My First Taste of Ageism

by | Nov 12, 2016 | 0 comments

I was just delivered my first taste of “ageism”, when I read the “About” section of a site and it indicated the site was specifically for Millennials. Born just outside the generally accepted Millennial timeline, I am a late Gen Xer, so to speak. Depending on where those Millennials fall on their own timeline, I could be their mother, or at least their big sister or mentor.

My first reaction, as predictable to human nature, was to take offense. After all, I was actually on the “About” section to see if they accepted contributors. In just the first few lines, I felt like it was saying, “If you’re not a Millennial, you’re not wanted.”

I could have stopped there—which is where many stop, when they take offense to something—but I didn’t. To be honest, it wasn’t even a site I’ve visited often. It’s just a habit for me to scope out freelancing opportunities. Instead, I reflected on why it offended me. Was it meant to offend me? Were they really saying, because I am of a different generation, I’m not wanted?

I put it in perspective of my world. The things that affect me. The different generations that surround me. Things I have said to people older than me, when asking for change, that could have been construed by them the same way. What was my intent in that situation? Was it to make them feel unwanted? Was it to make them feel as if they no longer mattered?

And the answer is a resounding NO. Not once, in those moments, was my intent to tell a generation of people—the people who raised me, who taught me, who changed the face of the world for their generation, who fought battles at home and wars abroad—they were no longer relevant. What I was saying to them though was, “You raised me. You taught me. You changed the face of the world for your generation. You fought battles and even wars. Now let me do the same for mine, in my way, in the way that fits my generation, without having to also battle you.”

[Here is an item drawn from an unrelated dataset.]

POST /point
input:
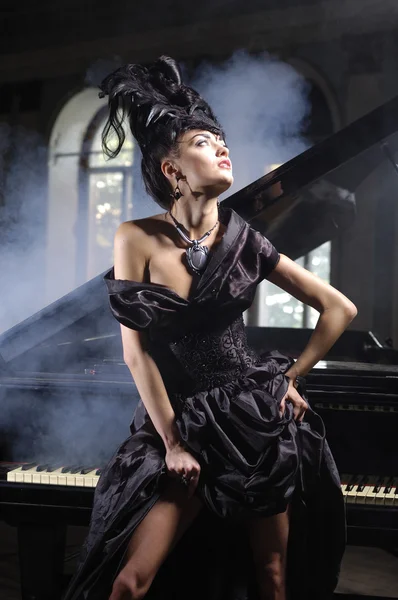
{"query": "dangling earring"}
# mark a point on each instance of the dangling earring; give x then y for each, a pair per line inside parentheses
(177, 192)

People who personally know me know that I have a tendency to run toward change, as opposed to away from it. I like change. I enjoy the rush of something new and the possibilities it holds. Nevertheless, I have found, the older I get, the harder it is for me to just pull the rip cord and jump. I now have responsibilities. I have people who depend on me. I have bills to pay and food to buy. I have people I don’t want to disappoint. And, I have preconceived notions of what my world should be. And that last line is exactly where the rift between generations occurs.

Over the years, as Millennials have worked their way into adulthood, I have seen articles and memes ridiculing them, saying they were going to ruin the world. Honestly, I’ve probably even shared a few. But guess what—it was said about our generation, too. And the generation before that. There just wasn’t social media to help spread it to the masses.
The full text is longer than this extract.